La laïcité nécessite donc un travail de reconquête républicaine à l’école qui ne peut se fonder sur l’enseignement laïque du fait religieux. L’enseignement n’a pas à être laïque, mais il doit
être scientifique (Qu’est-ce que serait un enseignement non-laïque ?). La connaissance de la religion à travers ses oeuvres ou son contenu spirituel relève de l’Histoire ou de la Philosophie mais ne saurait trouver place dans le cadre de l’enseignement des valeurs républicaines. Cela doit être bien compris de tous car l’école doit aussi être le lieu où on laisse les appartenances religieuses en dehors de la classe, comme les francs-maçons « laissent leurs métaux à la porte du temple ». Ce lieu a été profané et il faut refaire de l’école un sanctuaire. Cela va de pair avec le rôle et le statut que doit avoir l’enseignant.
La laïcité est le creuset d’un choix de civilisation qui doit consolider la société sécularisée dans laquelle nous vivons. En arrière-plan se pose la question du volontarisme politique qui doit ou non s’opposer aux évolutions socio-anthropologiques annonciatrices d’un nouveau temps des tribus décrit par certains sociologues à l’heure d’une société mondialisée.
Le dernier point que je voulais aborder devant vous, implique les mesures concrètes de promotion de la laïcité
Le Grand Orient de France a communiqué à votre Observatoire, la position majoritaire des Loges d’Alsace Moselle s’exprimant en faveur d’une abrogation du Concordat dans ces départements, dans la mesure où ces dispositions sont séparables du droit local.
Le développement d’une pédagogie de la laïcité à destination des élèves et des enseignants souvent désarmés face à de tels enjeux est urgent. Nous en appelons à une formation massive des enseignants afin qu’ils puissent répondre aux élèves sans craindre de se retrouver démunis.
Le vote d’une résolution parlementaire consacrant le 9 Décembre journée nationale de la Laïcité, au-delà de la décision de faire de cette journée la journée de la Laïcité à l’école prise par Mme la Ministre de l’Education Nationale. Cette mesure ne changerait pas le droit positif mais revêtirait une dimension symbolique importante. D’ailleurs cette résolution a été votée au Sénat et mais est bloquée à l’Assemblée Nationale.

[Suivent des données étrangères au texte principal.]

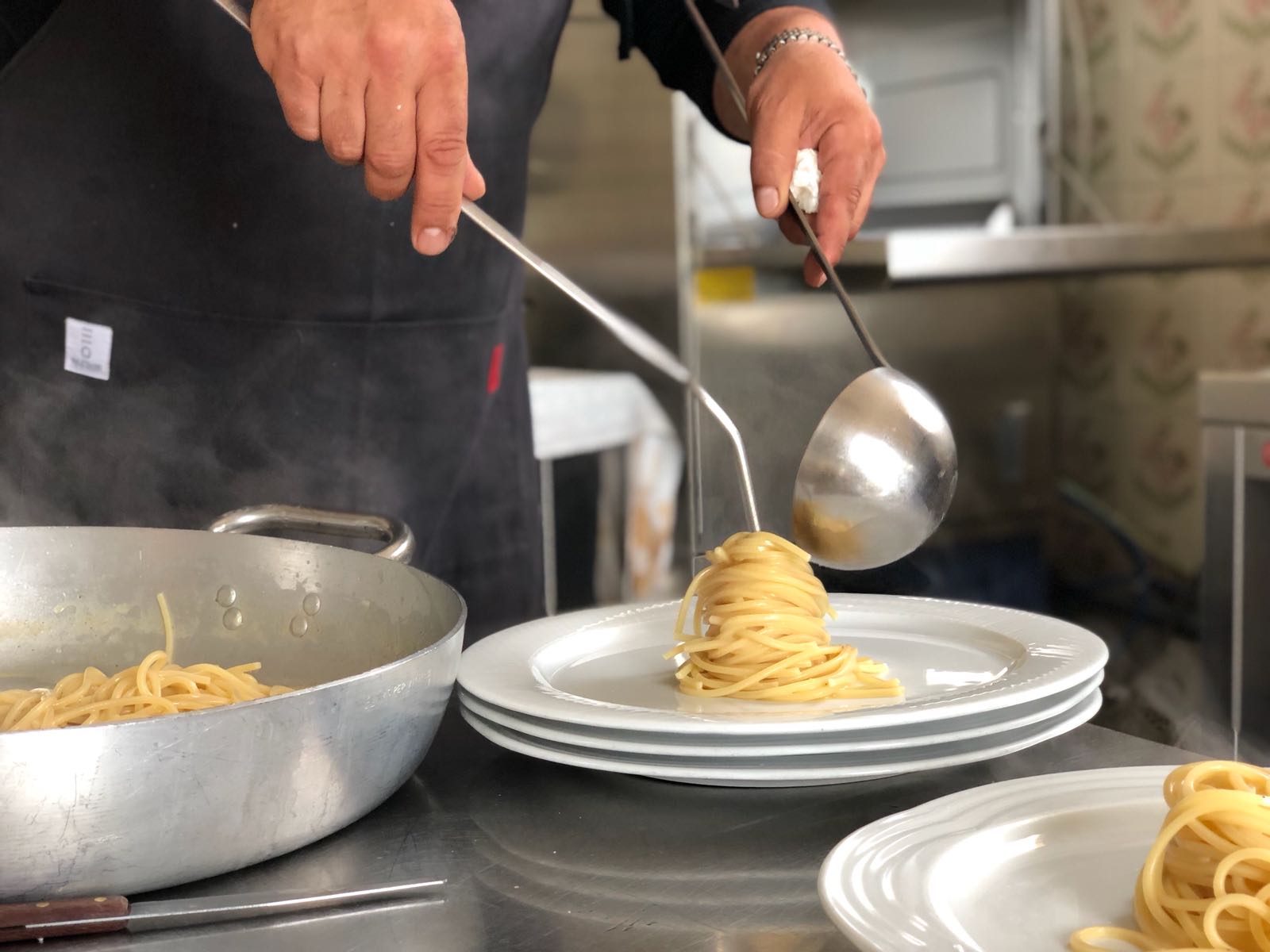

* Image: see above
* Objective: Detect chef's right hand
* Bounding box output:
[252,0,485,255]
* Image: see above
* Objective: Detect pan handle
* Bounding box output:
[207,504,414,565]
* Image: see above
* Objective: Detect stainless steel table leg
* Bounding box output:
[538,459,559,614]
[593,447,626,605]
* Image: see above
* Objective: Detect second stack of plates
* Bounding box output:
[459,595,1107,787]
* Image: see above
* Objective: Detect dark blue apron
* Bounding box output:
[0,0,568,637]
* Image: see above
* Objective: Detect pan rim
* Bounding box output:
[0,525,468,747]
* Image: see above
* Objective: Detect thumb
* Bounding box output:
[749,102,802,218]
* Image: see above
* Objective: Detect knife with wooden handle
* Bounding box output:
[0,880,446,942]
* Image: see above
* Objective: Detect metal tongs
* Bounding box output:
[214,0,760,532]
[214,0,956,569]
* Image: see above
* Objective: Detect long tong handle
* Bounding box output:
[214,0,756,532]
[683,0,891,367]
[462,198,760,532]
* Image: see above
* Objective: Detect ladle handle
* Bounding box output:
[214,0,762,533]
[683,0,891,367]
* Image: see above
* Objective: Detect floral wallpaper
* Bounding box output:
[1059,0,1270,575]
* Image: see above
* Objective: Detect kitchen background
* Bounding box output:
[518,0,1270,747]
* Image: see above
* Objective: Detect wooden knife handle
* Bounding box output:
[0,896,129,942]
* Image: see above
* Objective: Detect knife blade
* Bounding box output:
[0,880,446,942]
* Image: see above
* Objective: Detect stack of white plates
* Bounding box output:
[459,595,1107,787]
[819,766,1173,952]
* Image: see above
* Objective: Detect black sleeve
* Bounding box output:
[603,0,833,136]
[0,0,59,68]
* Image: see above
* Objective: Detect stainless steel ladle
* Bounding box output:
[684,0,956,569]
[214,0,956,569]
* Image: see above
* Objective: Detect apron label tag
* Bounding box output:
[62,317,114,379]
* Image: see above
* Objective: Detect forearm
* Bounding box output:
[714,6,842,141]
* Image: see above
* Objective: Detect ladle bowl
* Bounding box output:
[794,367,956,570]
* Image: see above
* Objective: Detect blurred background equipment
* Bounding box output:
[525,0,1270,753]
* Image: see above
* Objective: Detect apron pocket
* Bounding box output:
[0,279,500,528]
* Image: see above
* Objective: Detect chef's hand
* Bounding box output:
[252,0,485,255]
[714,6,887,287]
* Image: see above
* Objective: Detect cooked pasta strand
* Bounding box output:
[665,532,903,701]
[1071,760,1270,952]
[0,593,291,732]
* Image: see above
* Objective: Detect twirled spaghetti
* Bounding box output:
[1071,760,1270,952]
[665,532,903,701]
[0,594,291,732]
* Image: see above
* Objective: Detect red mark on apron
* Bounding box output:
[485,344,503,393]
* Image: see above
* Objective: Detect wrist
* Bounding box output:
[714,6,842,138]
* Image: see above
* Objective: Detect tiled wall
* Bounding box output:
[1059,0,1270,575]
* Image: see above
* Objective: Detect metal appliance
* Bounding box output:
[1199,370,1270,750]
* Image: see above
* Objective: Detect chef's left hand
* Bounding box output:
[714,6,887,287]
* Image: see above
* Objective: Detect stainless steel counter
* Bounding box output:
[32,709,1187,952]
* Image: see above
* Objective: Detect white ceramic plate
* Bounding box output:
[459,595,1107,735]
[460,671,1103,758]
[462,692,1103,787]
[821,766,1173,952]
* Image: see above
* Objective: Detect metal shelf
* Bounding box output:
[697,225,1270,283]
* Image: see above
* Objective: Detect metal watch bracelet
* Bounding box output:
[754,28,860,94]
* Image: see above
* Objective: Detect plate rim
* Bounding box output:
[460,690,1103,785]
[457,593,1107,735]
[457,670,1105,762]
[817,764,1179,952]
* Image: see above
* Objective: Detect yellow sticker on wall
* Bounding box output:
[696,267,754,303]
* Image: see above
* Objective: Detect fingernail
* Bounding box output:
[754,186,781,218]
[414,228,452,255]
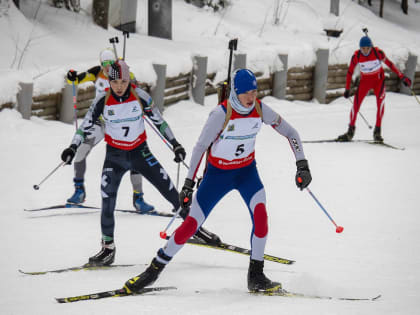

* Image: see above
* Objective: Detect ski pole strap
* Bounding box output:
[143,115,189,169]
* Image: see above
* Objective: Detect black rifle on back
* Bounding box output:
[219,38,238,104]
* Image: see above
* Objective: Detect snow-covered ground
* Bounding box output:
[0,93,420,315]
[0,0,420,315]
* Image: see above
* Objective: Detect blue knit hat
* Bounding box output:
[233,69,257,95]
[359,36,373,47]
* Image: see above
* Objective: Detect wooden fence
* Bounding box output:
[0,64,420,120]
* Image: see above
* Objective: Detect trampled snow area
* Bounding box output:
[0,0,420,315]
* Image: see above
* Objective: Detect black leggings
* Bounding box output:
[101,142,180,238]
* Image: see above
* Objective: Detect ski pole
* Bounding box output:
[33,161,66,190]
[123,31,130,60]
[176,163,181,190]
[306,187,344,233]
[409,87,420,104]
[143,116,189,169]
[348,98,372,129]
[72,81,79,132]
[109,36,118,60]
[159,207,182,239]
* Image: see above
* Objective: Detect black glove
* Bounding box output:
[61,144,77,164]
[179,178,195,209]
[172,140,187,163]
[401,76,411,87]
[343,90,350,98]
[67,70,77,82]
[295,160,312,190]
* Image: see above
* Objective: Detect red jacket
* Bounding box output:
[346,47,404,90]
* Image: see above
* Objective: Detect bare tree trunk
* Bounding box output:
[92,0,109,29]
[379,0,384,17]
[401,0,408,14]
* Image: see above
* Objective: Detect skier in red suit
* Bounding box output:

L’interdiction du port de signes religieux ostensibles dans les espaces de cours à l’Université au motif que ces signes entrent en contradiction avec la vocation des espaces d’enseignement doit être étudiée sans chercher à nier les difficultés rencontrées sur le terrain. Les questions se posent aujourd’hui majoritairement avec les signes liés à l’islam et principalement le port du voile, mais pourrait se poser demain pour une autre religion. Je sais que nous avons à faire à un public majeur, et que nous ne sommes pas dans la même situation que l’école élémentaire.

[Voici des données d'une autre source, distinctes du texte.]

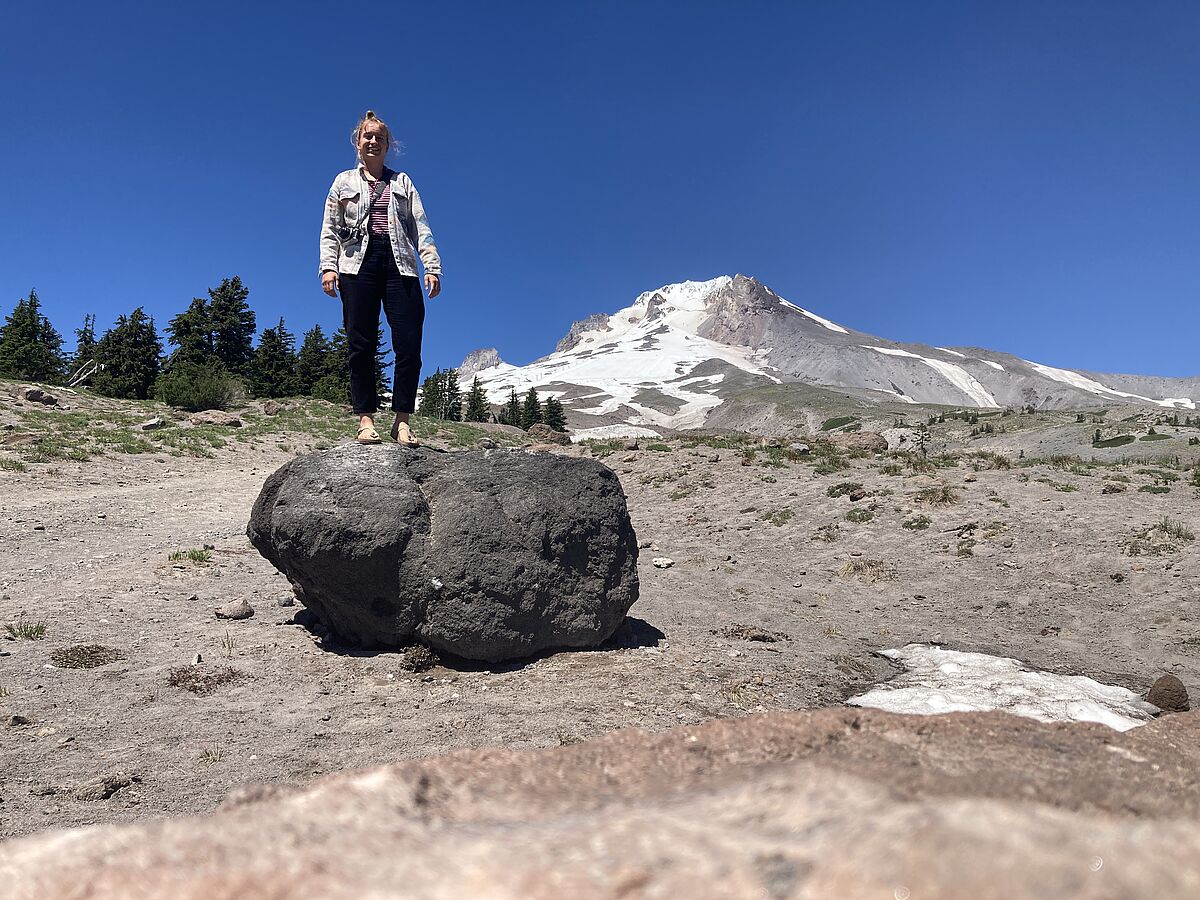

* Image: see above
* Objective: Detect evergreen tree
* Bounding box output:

Je comprends aussi que ce serait mal compris des étudiantes qui se rendent à l’université, mais l’espace du savoir ne peut être soumis à un quelconque prosélytisme. Cette interdiction ne toucherait que les salles de cours. C’est une recommandation qui avait été faite par le HCI et qui doit être réexaminée.
L’organisation de l’islam en France ne saurait enfin déboucher sur la mise en place d’un concordat à rebours. Ce n’est pas le rôle de l’Etat de s’immiscer dans le contenu d’une religion. Quand je lis que la solution serait la création massive d’écoles confessionnelles musulmanes, je suis encore plus inquiet, car c’est d’abord via l’école publique que ces jeunes pourront réussir à s’intégrer.